Neville shook his head in the negative. “No, thank you. I mean, _thank you._ I would, but I’m on duty.”

Neville looked back at Pansy.

She was beautiful. There was nothing for it.

At school, she’d been twiggy and a bit knobbly-kneed, like a baby giraffe, with hard-looking, scrutinizing eyes and a tendency to stand with her arms folded crossly over her chest.

Her conduct ought to have rendered her ugly to him: the careless cruelty of her words, the unkind way she laughed, her petty displays of dubious superiority, and at last, her cowardice and self-interest.

But it hadn't—not at the beginning, nor once the war was over and they'd returned to school, where she withdrew into a long and solitary silence.

That had been nearly five years ago, and he hadn’t seen her since.

She was still very thin, but adulthood had filled her out and smoothed her over, and he had to work hard to not notice the subtle curve of her diminutive breasts to either side of the opening of her gown.

“Heya, Pansy.” He shoved his hands in his trouser pockets to still a puzzling need to fidget.

She’d been taking him in since he entered the room, and by the way her eyelids and the corners of her mouth contracted, it appeared that some sort of skirmish was going on inside her.

He’d nearly reached his final adult height during his eighth year at Hogwarts, but since leaving school for good, he’d gained three centimetres, and shed every remnant of the plushness of his youth.
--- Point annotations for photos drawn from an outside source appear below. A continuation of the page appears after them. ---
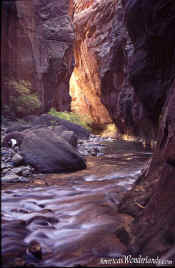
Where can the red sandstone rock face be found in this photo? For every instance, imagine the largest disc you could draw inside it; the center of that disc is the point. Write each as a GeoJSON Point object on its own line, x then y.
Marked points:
{"type": "Point", "coordinates": [99, 83]}
{"type": "Point", "coordinates": [152, 73]}
{"type": "Point", "coordinates": [37, 39]}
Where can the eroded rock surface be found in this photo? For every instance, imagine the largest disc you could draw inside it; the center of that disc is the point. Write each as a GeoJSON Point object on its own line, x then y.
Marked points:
{"type": "Point", "coordinates": [37, 39]}
{"type": "Point", "coordinates": [152, 72]}
{"type": "Point", "coordinates": [99, 83]}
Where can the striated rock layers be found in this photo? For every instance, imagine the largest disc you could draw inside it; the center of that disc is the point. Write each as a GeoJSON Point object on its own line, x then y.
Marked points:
{"type": "Point", "coordinates": [37, 39]}
{"type": "Point", "coordinates": [99, 83]}
{"type": "Point", "coordinates": [151, 26]}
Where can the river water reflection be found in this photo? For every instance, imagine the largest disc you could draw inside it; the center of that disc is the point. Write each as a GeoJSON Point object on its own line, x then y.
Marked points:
{"type": "Point", "coordinates": [74, 216]}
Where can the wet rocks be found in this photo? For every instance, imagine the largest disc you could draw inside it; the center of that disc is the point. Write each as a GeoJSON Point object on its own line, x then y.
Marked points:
{"type": "Point", "coordinates": [93, 146]}
{"type": "Point", "coordinates": [48, 153]}
{"type": "Point", "coordinates": [17, 159]}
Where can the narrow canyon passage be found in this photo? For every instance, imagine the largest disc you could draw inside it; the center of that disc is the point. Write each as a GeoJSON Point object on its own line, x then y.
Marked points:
{"type": "Point", "coordinates": [75, 217]}
{"type": "Point", "coordinates": [112, 63]}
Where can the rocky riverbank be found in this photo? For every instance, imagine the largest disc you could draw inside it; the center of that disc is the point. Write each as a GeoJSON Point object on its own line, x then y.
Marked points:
{"type": "Point", "coordinates": [15, 169]}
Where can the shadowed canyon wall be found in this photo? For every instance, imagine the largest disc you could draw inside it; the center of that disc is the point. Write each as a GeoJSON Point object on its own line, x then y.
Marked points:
{"type": "Point", "coordinates": [37, 38]}
{"type": "Point", "coordinates": [99, 84]}
{"type": "Point", "coordinates": [152, 74]}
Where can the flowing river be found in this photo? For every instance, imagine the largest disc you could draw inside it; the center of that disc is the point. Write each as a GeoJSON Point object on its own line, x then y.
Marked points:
{"type": "Point", "coordinates": [71, 217]}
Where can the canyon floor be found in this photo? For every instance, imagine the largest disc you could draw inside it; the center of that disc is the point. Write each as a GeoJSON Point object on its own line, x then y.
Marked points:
{"type": "Point", "coordinates": [71, 219]}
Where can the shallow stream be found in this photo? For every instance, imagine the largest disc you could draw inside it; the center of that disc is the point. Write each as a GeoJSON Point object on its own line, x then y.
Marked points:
{"type": "Point", "coordinates": [72, 217]}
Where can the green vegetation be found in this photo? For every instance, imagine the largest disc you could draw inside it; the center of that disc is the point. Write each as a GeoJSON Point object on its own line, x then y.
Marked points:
{"type": "Point", "coordinates": [22, 100]}
{"type": "Point", "coordinates": [81, 120]}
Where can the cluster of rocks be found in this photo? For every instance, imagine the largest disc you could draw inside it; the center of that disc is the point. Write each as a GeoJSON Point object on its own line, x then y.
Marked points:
{"type": "Point", "coordinates": [93, 146]}
{"type": "Point", "coordinates": [41, 147]}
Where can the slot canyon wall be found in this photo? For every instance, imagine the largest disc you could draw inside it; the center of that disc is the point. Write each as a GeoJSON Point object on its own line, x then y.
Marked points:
{"type": "Point", "coordinates": [152, 73]}
{"type": "Point", "coordinates": [37, 46]}
{"type": "Point", "coordinates": [124, 72]}
{"type": "Point", "coordinates": [99, 84]}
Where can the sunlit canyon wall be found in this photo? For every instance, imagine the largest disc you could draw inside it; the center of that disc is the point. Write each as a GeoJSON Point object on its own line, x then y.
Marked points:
{"type": "Point", "coordinates": [99, 84]}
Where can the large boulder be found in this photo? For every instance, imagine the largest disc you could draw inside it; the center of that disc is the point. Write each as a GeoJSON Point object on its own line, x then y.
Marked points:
{"type": "Point", "coordinates": [49, 153]}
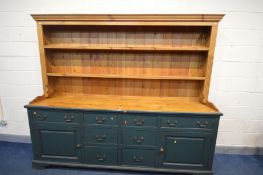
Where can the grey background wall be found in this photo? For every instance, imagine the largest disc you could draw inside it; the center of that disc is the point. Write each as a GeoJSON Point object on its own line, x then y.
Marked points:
{"type": "Point", "coordinates": [237, 79]}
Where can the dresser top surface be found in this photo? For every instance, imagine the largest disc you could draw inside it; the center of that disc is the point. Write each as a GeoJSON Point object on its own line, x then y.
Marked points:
{"type": "Point", "coordinates": [122, 103]}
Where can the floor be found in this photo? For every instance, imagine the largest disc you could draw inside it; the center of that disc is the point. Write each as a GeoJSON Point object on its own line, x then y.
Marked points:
{"type": "Point", "coordinates": [15, 159]}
He’d grown broader. Lines and angles had appeared in all sorts of places where they'd never been before. He had no idea whether his face appealed as well, but he kept it shaved and clean, and it was where Pansy lingered most.

“Longbottom,” she said at last.

“Do you two know each other?” The boyfriend, sounding peevish, rattled the ice cube around in his drink.

Pansy’s eyes rolled back in her head.

Neville thought, with dismay, that she was disgusted with him, but then she tilted a hip to one side and propped her hand on the opposite, and waved her blood-red manicure toward her half-dressed male guest.

“Longbottom, this is Henry Herbert-Hastings, Marquess of It’s the Twenty First Century and Nobody Fucking Cares. Henry, this is Neville Longbottom.” She absently stroked a hand over the trailing tie of her robe while she continued to look at Neville.

To his embarrassment, a responding surge of interest asserted itself below his belt.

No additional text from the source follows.